For this reason, Heimdal et al43 developed a new method that involved CLE test. A treadmill was used for the exercise test, which was attached with an ergospirometer and a fiberoptic laryngoscope linked to a video camera and a sound recorder. Later in 2009, Tervonen et al44 applied CLE test during bicycle ergometry in patients of all ages, in order to identify exercise-induced VCD. Most recently, Walsted et al45 presented a method of continuous laryngoscopy during swimming, which could be useful for the investigation of athletes with swimming-ILO. It is worth mentioning that by using CLE test in adolescents with exertional dyspnea, it was proved that exercise induced bronchoconstriction (EIB) and EILO may coexist in the same subject.46
For the evaluation of laryngoscopic findings during CLE, two approaches were proposed: 1) a visual grade scoring system that was introduced and validated by Maat et al;47 this score uses an ordinal scale from 0–3 and 2) a diagnostic software measuring tool (EILOMEA)48 that objectively describes the images obtained during CLE test. Here, continuous scale is used for the description of the results. It seems that the findings of these two methods correlate well49 for patients with CLE score >1. However, in a recent study,50 the reliability of the grade scoring system was also questioned and it was emphasized that there is urgent need for more objective and reproducible methods for the evaluation of CLE findings.
In a recent review article, Røksund et al51 provided an algorithm for the place of CLE test in the investigation procedure of subjects with exercise-induced dyspnea. They suggested that it be performed in cases 1) of exercise-induced inspiratory symptoms based on the history and a standardized EIB test and 2) with symptoms/findings compatible with EIB, who do not respond to the appropriate treatment.

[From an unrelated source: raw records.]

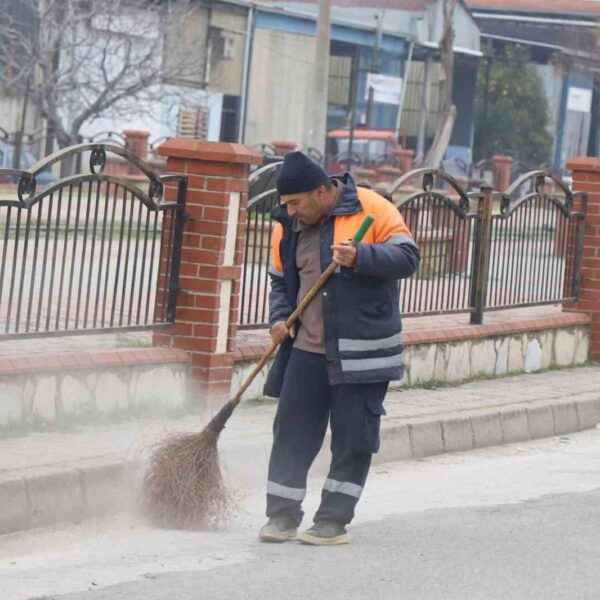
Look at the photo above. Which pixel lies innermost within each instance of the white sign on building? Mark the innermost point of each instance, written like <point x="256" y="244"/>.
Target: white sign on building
<point x="579" y="99"/>
<point x="386" y="88"/>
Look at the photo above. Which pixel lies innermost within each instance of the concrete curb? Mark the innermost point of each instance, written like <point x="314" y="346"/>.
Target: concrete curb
<point x="96" y="487"/>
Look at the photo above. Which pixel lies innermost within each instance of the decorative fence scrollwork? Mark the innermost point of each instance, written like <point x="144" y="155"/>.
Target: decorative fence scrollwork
<point x="480" y="251"/>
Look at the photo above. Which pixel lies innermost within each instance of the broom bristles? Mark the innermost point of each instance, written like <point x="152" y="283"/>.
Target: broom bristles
<point x="183" y="486"/>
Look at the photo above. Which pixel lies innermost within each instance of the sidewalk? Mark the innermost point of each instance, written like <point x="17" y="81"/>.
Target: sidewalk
<point x="53" y="477"/>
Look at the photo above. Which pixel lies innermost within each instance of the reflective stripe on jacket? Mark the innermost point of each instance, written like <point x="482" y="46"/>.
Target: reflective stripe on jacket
<point x="363" y="330"/>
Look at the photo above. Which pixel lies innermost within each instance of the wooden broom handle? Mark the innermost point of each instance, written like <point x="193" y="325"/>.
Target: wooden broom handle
<point x="314" y="290"/>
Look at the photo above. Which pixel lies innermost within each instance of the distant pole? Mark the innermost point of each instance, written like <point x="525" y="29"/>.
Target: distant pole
<point x="407" y="66"/>
<point x="353" y="108"/>
<point x="375" y="68"/>
<point x="317" y="117"/>
<point x="425" y="108"/>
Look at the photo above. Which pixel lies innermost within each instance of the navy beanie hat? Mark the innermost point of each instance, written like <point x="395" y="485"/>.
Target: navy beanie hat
<point x="300" y="173"/>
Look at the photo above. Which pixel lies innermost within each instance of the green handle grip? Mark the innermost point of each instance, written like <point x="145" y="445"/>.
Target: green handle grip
<point x="358" y="236"/>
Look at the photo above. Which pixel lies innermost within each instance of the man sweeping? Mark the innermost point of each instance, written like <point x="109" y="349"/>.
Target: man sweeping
<point x="336" y="365"/>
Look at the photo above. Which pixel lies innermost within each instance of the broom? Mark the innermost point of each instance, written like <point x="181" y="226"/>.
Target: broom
<point x="183" y="486"/>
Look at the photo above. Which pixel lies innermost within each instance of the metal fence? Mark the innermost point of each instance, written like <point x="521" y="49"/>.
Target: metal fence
<point x="480" y="251"/>
<point x="263" y="198"/>
<point x="90" y="252"/>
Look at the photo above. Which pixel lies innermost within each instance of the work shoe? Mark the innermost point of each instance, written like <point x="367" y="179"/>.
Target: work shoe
<point x="325" y="533"/>
<point x="278" y="529"/>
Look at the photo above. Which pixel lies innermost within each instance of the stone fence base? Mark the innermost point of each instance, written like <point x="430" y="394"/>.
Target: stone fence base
<point x="76" y="386"/>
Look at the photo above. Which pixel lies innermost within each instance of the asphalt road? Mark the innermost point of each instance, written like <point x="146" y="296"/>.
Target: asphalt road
<point x="519" y="522"/>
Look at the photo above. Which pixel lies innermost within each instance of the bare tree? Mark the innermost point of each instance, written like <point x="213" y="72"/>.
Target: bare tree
<point x="78" y="60"/>
<point x="448" y="109"/>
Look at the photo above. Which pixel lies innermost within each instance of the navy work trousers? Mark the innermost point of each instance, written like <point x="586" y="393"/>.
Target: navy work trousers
<point x="306" y="403"/>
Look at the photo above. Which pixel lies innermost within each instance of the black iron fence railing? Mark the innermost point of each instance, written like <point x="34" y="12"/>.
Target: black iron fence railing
<point x="480" y="251"/>
<point x="90" y="252"/>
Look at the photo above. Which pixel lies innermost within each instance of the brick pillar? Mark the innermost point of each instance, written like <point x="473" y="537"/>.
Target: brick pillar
<point x="137" y="142"/>
<point x="502" y="166"/>
<point x="586" y="178"/>
<point x="404" y="157"/>
<point x="211" y="260"/>
<point x="282" y="147"/>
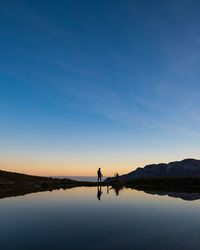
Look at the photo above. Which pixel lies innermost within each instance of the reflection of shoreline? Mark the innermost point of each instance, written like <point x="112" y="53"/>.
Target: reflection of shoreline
<point x="5" y="193"/>
<point x="185" y="194"/>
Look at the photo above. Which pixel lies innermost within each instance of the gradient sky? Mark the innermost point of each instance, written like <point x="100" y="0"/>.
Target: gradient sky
<point x="88" y="84"/>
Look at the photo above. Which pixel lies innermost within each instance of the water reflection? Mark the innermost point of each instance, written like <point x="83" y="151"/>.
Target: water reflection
<point x="187" y="195"/>
<point x="99" y="192"/>
<point x="121" y="218"/>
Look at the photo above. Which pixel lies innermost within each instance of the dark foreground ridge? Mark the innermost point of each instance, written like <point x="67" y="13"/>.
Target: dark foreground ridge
<point x="184" y="169"/>
<point x="10" y="180"/>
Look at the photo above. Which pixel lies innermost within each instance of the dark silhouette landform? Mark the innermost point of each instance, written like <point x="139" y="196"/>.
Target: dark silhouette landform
<point x="179" y="179"/>
<point x="188" y="168"/>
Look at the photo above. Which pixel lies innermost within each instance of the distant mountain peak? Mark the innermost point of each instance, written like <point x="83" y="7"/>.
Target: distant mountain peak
<point x="185" y="168"/>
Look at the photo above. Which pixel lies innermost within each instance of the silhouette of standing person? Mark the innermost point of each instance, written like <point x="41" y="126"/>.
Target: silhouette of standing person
<point x="99" y="174"/>
<point x="99" y="192"/>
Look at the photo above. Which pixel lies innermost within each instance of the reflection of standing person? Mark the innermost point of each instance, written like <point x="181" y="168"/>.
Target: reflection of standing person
<point x="99" y="192"/>
<point x="99" y="174"/>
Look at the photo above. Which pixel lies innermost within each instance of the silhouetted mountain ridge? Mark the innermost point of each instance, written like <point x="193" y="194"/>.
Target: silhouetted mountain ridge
<point x="184" y="168"/>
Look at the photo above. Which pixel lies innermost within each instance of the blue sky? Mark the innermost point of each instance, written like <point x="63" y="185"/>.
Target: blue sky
<point x="85" y="84"/>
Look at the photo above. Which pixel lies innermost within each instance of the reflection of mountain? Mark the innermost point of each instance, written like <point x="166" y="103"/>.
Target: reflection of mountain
<point x="185" y="168"/>
<point x="187" y="196"/>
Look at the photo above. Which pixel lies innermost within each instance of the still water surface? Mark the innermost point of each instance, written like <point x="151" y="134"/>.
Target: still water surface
<point x="77" y="219"/>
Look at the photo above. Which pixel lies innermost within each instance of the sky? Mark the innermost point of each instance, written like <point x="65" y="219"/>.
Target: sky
<point x="88" y="84"/>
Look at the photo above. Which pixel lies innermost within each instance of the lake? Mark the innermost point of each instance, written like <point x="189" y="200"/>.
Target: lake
<point x="90" y="218"/>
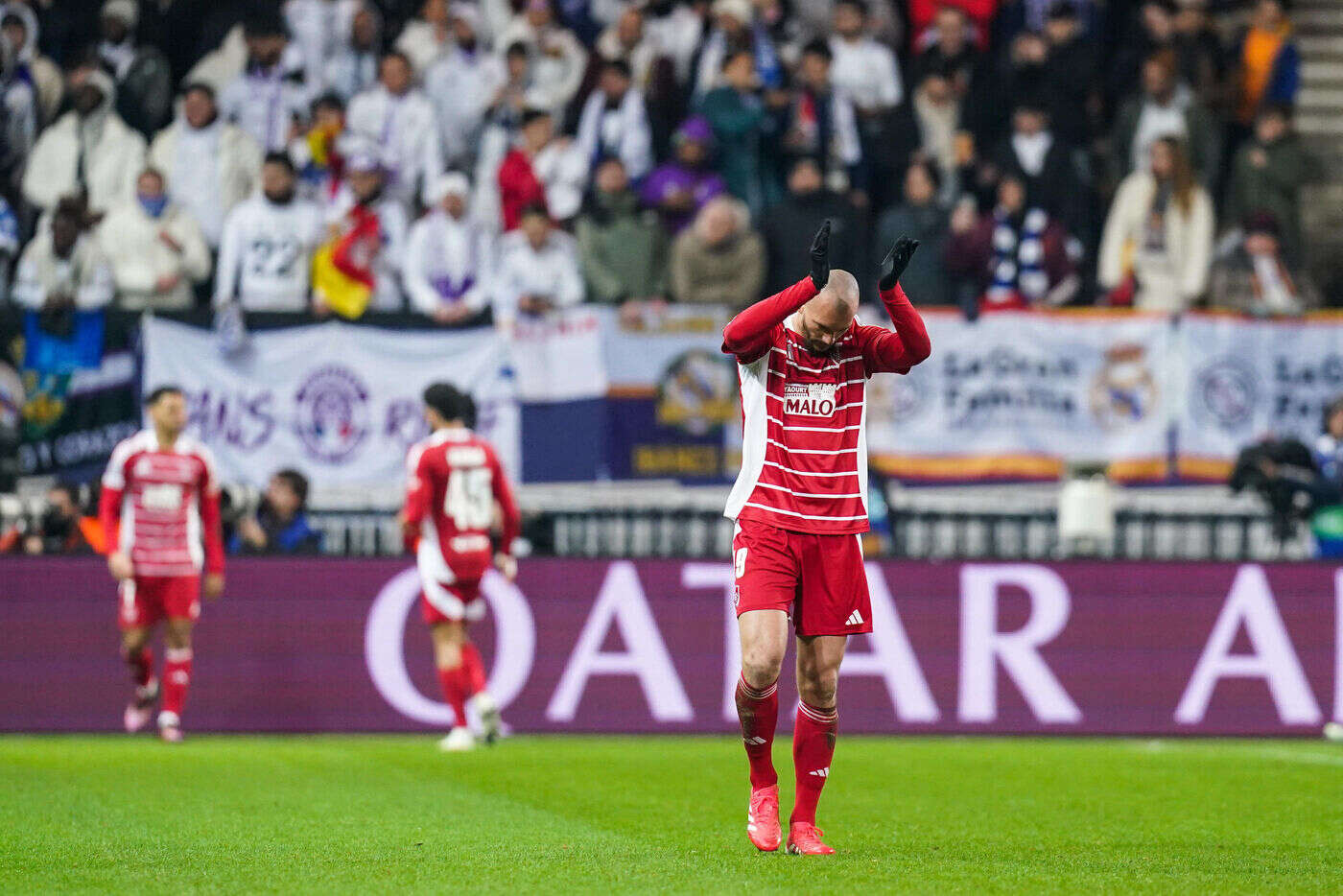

In brief, laryngoscopy is an indispensable procedure for the diagnosis of VCD. Apart from setting the diagnosis, it may also reveal other coexisting laryngeal functional or anatomic abnormalities52 that may need a different type of management.51
Conclusion
VCD is encountered in pediatric patients, especially in adolescent females. Since VCD may mimic asthma and its symptoms are frequently elicited during exercise, the differential diagnosis of VCD from asthma is crucial for management purposes. The clinician should, therefore, have a high index of suspicion for the relevant diagnosis. The recommended procedure for a definite diagnosis of VCD is fiberoptic laryngoscopy, which ideally should be performed under circumstances that elicit VCD symptoms. In cases of exercise-induced symptoms, CLE test is recommended for the identification not only of VCD, but also of laryngeal obstruction at the supraglottic level.
Footnotes
Disclosure
The authors report no conflicts of interest in this work.